Brian Chesky Says Big Things Are Coming for Airbnb in 2025

Big changes could be coming to Airbnb next year. In a conversation at WIRED’s Big Interview even in San Francisco on Tuesday, the company’s cofounder and CEO Brian Chesky told global editorial director Katie Drummond that he hopes that, in 2025, “people say ‘that was one of the biggest reinventions of a company in recent memory.’”

Though Chesky kept details scant, he did say that the company hopes to reimagine its Experiences section, which he says consumers really like but that he doesn’t think has caught on as much as it could. The move seems to be an extension of Chesky’s belief in the value of physical experiences and physical community, which he still thinks trump most digital experiences, even in the age of AI.

In an effort to prove that, even two years into the AI revolution, fundamentally very little has been changed for most people, Chesky challenged the room to look at the apps on their phone home screens and think how much any of them have been substantially changed by generative AI. He posits that it’s very few, including Airbnb, but he also sees change on the horizon, likening the AI adolescence we’re in to the “internet of 1993, before search engines” when you’d use what he called ”a phone book” to find websites.

“AI is beginning to change our digital world, but it has not yet changed the most important part of our lives, which is the physical world,” Chesky said. At Airbnb, where the product isn’t the company’s app but its connected homes and experiences, that’s still what’s valued most. When AI will truly start to change the physical world, Chesky posits, is “when the apps on your phone are totally different.”
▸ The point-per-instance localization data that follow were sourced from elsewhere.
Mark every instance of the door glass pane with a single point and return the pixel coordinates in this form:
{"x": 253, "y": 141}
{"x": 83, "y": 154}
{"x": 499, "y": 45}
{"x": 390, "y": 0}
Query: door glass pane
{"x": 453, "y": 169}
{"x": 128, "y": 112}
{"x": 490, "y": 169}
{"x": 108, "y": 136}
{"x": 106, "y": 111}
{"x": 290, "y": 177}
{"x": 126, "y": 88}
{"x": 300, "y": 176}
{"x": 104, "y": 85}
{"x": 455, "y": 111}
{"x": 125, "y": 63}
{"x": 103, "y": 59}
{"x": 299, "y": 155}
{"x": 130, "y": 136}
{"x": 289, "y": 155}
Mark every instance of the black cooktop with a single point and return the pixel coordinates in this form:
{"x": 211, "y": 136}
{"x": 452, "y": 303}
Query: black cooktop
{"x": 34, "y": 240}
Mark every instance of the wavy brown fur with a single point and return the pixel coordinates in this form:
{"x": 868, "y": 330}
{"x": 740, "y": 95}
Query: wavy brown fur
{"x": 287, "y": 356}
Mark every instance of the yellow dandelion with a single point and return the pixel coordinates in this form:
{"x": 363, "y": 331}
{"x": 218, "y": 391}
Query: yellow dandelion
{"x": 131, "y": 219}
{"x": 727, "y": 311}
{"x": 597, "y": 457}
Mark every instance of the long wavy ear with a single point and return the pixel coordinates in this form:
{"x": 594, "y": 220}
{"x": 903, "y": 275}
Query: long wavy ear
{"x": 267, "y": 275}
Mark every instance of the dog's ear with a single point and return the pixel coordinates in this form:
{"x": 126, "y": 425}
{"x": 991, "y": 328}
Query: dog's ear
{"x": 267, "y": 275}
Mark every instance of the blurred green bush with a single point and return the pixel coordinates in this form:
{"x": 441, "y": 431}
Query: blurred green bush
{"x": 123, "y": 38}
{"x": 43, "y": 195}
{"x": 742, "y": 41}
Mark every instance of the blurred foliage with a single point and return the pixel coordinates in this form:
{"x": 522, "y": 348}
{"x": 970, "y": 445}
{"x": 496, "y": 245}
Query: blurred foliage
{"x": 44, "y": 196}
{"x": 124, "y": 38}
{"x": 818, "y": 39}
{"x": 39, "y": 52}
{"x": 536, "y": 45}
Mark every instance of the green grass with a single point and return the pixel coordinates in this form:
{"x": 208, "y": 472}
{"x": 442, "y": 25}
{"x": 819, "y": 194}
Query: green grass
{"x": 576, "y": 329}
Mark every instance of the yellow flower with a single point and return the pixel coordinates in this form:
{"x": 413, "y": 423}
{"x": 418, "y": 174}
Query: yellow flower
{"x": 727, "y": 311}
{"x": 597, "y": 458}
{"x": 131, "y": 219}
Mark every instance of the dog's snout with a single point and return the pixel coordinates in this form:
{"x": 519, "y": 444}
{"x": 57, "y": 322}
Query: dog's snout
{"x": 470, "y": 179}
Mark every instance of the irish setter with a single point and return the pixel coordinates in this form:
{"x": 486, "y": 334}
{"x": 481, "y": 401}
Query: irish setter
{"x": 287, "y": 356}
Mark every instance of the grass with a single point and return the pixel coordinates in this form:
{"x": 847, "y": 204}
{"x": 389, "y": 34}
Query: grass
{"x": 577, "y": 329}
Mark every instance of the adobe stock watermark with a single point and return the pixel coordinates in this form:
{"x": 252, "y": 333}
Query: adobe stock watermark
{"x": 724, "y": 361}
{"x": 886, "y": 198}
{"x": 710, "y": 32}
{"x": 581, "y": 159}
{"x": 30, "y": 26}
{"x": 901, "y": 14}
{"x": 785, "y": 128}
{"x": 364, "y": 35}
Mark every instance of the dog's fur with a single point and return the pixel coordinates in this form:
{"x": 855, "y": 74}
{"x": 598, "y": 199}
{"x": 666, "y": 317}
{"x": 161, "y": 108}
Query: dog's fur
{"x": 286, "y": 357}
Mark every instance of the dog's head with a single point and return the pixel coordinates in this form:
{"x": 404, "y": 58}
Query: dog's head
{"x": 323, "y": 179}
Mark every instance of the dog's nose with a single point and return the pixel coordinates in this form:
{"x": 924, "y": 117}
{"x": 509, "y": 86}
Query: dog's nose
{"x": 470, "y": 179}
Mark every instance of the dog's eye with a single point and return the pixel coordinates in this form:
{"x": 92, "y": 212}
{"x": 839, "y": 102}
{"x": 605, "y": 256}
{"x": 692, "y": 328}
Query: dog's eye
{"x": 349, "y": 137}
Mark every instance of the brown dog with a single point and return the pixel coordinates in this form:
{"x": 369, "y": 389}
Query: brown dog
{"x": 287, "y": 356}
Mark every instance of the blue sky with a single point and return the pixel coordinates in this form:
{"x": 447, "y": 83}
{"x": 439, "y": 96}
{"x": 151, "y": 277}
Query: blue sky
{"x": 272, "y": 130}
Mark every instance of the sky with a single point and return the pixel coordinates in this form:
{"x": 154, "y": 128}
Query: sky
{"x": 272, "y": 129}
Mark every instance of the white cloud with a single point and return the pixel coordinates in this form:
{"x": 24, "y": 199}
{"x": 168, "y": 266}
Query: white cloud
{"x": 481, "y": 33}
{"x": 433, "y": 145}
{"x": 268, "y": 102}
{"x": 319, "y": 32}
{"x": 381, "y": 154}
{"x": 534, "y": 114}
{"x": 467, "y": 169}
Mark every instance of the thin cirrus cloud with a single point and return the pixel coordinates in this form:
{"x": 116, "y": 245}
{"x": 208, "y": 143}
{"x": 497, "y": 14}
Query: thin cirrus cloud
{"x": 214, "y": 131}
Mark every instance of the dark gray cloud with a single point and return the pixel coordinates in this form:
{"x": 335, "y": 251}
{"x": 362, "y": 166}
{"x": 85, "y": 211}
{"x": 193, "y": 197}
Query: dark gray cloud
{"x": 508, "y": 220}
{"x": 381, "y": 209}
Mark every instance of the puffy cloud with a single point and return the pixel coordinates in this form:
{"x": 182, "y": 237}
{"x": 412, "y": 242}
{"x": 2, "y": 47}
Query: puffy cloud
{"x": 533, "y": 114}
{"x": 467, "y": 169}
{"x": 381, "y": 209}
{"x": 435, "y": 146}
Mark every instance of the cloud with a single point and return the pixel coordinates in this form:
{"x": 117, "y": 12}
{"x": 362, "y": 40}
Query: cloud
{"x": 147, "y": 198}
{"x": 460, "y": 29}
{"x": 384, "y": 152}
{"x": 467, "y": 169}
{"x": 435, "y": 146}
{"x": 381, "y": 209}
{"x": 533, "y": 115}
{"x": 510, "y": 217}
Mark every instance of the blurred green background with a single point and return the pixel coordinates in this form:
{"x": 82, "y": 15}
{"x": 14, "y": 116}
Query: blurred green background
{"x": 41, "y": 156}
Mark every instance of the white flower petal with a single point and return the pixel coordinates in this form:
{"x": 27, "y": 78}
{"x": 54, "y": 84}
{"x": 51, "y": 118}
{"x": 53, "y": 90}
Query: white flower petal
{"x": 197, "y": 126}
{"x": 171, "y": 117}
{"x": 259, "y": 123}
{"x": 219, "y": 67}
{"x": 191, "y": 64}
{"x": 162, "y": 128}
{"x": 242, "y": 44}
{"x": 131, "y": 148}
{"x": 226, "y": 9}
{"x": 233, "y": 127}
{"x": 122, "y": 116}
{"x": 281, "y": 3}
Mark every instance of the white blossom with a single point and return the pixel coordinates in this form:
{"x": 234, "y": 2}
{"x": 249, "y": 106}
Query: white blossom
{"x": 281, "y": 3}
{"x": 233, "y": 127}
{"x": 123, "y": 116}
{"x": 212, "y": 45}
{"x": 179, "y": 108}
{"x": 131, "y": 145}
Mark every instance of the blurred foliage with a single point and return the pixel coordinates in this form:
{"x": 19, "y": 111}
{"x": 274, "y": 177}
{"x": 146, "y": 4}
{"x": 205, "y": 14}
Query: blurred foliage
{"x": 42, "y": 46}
“Ten years ago, everyone thought we’d all be in self-driving cars right now,” Chesky said, noting that while there are a lot on his street, they haven’t permeated the rest of America. “We overestimate how much technology can change in the short term, but we probably underestimate how much it will change in the long term. AI is going to take some time to permeate the physical world but once it does, I think it’s going to change everything.”

“No one ever has to go up the chain to get to me,” Chesky said. “They can get to me in front of everyone, and if they don’t agree with what I have to say, I’ll tell them to talk me out of it or to change my mind.”

To wrap up the session, Drummond asked Chesky to drop a little optimism on the crowd, prompting him to explain what gives him hope in humanity and technology’s future. Chesky seemed uniquely positioned to answer this question, which had been asked a few times earlier during the day, saying that when he first told a friend about the idea for Airbnb, that person told him that he shouldn’t put all his eggs in that basket since “strangers will never trust one another.”

More than 16 years later with more than 2 billion people having spent time in an Airbnb, Chesky believes more than ever that, as he said in the session, “at some fundamental level, people are good” and that even despite all recent divisions, people are “99.99 percent the same.”

If people take some time to walk in someone else’s shoes—or spend some time sleeping in their bed, in the case of Airbnb—Chesky said, they’ll realize the same thing.

“If we can get people back into the physical world, connecting together with one another, I think that’s the ultimate promise of the internet, which was always meant to bring us together,” he said. “I’m optimistic that this is maybe one of the greatest times in human history to be alive with one of the biggest technological revolutions in front of us and if we can just see beyond our differences, we can come together to create such a wonderful world together.”